I was wallowing in my darkness but it was about to be morning. I just didn’t know it yet.
So I started the day out yesterday just wanting to get it over with. Everything in me wanted to leave as I sat down in the comfy recliner and went through the next 30 or so minutes of “good vein finding.” My veins apparently do not like IV’s so it has become quite the process, sometimes involving several sticks and pokes to find a good one that will cooperate. As my third bag was starting, my doctor said he wanted to do another blood analysis so he pricked my finger as he made a joke about my new nickname around the office being “pin cushion” because of all the needle sticks and finger pricks I get. I sat patiently, trying not to have expectations or false hopes. I didn’t even let my mind think of what he was seeing. I just prayed that my treatment would be over with as fast as possible so I could go home.
After about 10 minutes my doctor came back into the room, pulled up a chair and sat down in front of me with a smile. He said he couldn’t find any spirochetes in my blood this time and there weren’t even any left in the cyst form. I think I remember him saying it again, probably because my face was revealing complete disbelief. I mumbled a few questions and he patiently answered. He continued to tell me that he wants me to do a few more treatments, continue with the supplements and have some more prolozone injections in case some of the bacteria was hiding in my joints. But from the looks of my blood, we had successfully eradicated the spirochetes. The next step would be to repair my body from all the damage the bacteria had caused. It was a step I didn’t know for sure if I would ever get to a couple months ago and yet here I was.
Although, I continue to have pain and the fatigue is still quite terrible, I am hopeful that I will be back to myself in the near future. I have read that some chronic Lyme sufferers have permanent damage from the bacteria being in their body for so long but after this miracle that I have witnessed, I know that anything is possible. I am praying that the damage will be quickly reversed! At least I know I am definitely on the road to healing! I know from this experience that I will never again take physical health for granted. Thank you to everyone who has been praying for me, sending me letters, making me and my family healthy meals, checking in on me and encouraging me during this season of my life. You will never know this side of heaven how thankful we are and how much it helped. I love you all!!

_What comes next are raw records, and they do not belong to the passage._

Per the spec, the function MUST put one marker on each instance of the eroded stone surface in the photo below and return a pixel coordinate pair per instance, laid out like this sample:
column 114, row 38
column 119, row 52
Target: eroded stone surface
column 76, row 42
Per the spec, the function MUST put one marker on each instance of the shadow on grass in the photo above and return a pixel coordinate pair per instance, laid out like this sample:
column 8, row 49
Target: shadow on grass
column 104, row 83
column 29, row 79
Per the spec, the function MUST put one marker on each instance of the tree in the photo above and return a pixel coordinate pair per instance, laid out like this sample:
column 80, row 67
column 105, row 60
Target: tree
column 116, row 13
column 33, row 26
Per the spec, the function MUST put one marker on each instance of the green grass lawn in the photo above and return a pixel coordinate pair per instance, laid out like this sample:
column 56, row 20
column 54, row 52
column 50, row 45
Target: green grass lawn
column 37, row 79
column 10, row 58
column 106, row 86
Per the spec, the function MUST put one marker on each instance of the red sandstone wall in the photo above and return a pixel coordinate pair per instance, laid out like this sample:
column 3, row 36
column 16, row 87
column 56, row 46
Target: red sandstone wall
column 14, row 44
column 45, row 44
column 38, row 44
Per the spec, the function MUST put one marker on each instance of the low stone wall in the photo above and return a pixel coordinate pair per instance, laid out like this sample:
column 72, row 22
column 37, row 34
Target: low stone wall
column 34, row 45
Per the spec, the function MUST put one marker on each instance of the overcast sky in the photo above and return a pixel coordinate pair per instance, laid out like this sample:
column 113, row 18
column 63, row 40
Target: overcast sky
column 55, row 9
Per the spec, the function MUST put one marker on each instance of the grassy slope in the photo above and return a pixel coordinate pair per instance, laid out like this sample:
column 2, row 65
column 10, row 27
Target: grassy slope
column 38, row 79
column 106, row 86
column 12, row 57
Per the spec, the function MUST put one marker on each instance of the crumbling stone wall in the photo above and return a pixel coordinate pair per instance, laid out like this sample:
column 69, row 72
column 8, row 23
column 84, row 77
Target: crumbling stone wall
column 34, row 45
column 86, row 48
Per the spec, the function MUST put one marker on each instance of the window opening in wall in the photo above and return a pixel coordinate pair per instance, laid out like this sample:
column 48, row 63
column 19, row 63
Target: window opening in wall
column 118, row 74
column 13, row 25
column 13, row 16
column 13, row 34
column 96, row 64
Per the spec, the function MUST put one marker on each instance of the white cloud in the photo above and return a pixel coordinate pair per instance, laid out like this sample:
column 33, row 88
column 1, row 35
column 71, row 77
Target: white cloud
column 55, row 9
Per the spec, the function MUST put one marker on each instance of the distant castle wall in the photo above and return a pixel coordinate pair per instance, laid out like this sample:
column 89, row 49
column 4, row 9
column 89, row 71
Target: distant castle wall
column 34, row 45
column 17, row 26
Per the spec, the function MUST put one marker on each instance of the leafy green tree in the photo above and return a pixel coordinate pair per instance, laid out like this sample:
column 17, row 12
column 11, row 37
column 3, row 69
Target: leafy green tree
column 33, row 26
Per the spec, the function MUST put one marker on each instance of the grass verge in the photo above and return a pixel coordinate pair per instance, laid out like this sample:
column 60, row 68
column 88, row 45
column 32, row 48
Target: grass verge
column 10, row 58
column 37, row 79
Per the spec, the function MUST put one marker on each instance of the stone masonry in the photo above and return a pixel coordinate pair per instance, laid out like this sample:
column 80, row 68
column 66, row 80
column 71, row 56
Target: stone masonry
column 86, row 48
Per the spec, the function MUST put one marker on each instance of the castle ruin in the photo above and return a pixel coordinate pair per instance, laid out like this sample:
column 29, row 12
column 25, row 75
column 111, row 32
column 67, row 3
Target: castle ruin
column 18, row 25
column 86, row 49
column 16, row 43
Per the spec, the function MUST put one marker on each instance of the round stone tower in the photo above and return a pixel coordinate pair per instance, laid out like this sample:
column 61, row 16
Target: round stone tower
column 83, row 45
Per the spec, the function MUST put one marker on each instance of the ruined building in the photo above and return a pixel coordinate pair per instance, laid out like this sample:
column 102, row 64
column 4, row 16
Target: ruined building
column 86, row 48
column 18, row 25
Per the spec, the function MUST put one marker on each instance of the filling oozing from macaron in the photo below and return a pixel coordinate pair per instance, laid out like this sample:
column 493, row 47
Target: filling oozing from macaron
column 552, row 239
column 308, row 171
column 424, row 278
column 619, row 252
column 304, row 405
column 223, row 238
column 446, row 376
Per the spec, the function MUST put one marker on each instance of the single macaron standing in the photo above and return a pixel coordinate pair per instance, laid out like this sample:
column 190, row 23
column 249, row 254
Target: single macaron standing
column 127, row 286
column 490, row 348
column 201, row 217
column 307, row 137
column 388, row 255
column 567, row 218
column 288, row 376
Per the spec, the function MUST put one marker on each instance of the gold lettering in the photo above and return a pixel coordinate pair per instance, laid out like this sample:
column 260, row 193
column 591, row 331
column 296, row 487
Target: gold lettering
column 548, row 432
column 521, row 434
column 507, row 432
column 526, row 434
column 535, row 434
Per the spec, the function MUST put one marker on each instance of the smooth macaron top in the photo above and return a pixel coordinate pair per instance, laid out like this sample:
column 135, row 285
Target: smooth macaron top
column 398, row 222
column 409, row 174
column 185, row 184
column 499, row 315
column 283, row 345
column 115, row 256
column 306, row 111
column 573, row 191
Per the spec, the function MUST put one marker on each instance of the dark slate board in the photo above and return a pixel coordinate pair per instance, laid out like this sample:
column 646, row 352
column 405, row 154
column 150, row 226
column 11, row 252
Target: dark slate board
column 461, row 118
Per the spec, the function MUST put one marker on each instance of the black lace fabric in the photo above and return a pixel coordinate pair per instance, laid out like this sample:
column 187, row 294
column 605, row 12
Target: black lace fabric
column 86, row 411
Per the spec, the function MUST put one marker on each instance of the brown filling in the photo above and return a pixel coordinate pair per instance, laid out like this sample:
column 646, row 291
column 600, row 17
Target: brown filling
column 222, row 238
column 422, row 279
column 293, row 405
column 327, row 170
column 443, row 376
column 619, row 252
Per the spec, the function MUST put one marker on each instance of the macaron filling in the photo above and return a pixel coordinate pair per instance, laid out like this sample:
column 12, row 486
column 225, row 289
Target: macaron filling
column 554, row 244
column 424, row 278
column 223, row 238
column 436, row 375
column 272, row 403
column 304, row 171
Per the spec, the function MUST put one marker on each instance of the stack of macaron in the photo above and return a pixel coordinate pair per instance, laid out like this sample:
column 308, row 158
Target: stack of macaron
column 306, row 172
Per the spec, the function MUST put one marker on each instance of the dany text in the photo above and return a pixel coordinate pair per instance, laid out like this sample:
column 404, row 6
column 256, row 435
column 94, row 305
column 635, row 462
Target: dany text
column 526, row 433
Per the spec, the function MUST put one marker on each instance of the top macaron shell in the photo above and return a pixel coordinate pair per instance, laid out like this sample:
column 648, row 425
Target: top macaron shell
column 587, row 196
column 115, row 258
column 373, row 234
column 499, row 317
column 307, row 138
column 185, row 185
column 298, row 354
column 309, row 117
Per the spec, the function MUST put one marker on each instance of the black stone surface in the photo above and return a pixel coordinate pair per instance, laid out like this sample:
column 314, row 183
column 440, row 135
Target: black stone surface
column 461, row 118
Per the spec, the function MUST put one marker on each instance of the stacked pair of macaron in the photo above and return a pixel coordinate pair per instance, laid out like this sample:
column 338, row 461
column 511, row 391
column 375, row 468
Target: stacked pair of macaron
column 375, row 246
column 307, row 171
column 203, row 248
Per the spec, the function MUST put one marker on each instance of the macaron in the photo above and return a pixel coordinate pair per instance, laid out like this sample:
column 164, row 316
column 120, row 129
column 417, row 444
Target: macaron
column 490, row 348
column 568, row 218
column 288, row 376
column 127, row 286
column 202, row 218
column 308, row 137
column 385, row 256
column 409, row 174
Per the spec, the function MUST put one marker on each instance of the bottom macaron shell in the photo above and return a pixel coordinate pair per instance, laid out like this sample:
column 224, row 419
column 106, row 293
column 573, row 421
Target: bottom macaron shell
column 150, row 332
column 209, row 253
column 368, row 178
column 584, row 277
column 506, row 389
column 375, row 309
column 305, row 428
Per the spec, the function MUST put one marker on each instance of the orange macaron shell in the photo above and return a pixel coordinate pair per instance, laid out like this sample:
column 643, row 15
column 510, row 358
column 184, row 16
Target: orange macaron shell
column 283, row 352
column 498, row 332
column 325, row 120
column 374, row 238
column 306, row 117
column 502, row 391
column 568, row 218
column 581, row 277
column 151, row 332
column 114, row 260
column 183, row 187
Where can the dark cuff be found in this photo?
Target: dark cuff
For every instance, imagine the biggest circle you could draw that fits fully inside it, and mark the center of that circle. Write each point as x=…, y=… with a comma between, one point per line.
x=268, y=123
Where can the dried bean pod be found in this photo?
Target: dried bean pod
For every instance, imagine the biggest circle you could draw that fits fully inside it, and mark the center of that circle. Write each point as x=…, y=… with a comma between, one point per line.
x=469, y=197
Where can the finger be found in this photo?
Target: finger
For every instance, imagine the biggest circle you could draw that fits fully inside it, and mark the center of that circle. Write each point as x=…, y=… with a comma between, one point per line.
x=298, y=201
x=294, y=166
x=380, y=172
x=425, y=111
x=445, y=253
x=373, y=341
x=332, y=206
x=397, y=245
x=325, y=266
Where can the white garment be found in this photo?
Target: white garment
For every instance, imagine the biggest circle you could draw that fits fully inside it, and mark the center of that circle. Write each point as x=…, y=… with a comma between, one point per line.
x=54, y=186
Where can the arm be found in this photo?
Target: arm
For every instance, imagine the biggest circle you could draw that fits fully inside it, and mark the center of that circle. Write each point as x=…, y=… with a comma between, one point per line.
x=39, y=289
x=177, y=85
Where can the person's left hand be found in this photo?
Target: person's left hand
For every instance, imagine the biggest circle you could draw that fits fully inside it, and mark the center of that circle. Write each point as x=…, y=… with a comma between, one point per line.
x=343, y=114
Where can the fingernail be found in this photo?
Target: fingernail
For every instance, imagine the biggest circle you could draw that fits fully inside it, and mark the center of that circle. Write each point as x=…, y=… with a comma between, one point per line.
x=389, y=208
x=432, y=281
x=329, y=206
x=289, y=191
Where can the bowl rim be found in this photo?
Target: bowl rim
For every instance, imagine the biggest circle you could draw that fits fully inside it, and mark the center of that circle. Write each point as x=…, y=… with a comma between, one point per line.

**Update 4/27/12 – Doctor visit last week confirmed that I still have the Lyme bacteria. It is not yet completely eradicated like I previously thought. Adrenals and kidneys are under so much stress right now that I am focusing on getting those healthy before doing the IV treatments again. Most of my symptoms are still continuing EXCEPT the migraines for now. I will take it! 🙂 Will do a few more IV’s in about a week and do re-check in about a month or so. Thanks everyone for all the prayers!
“Blessings alone do not open our eyes. Indeed, blessings by themselves tend to close our eyes. We do not come to know Him in the blessing, but in the breaking.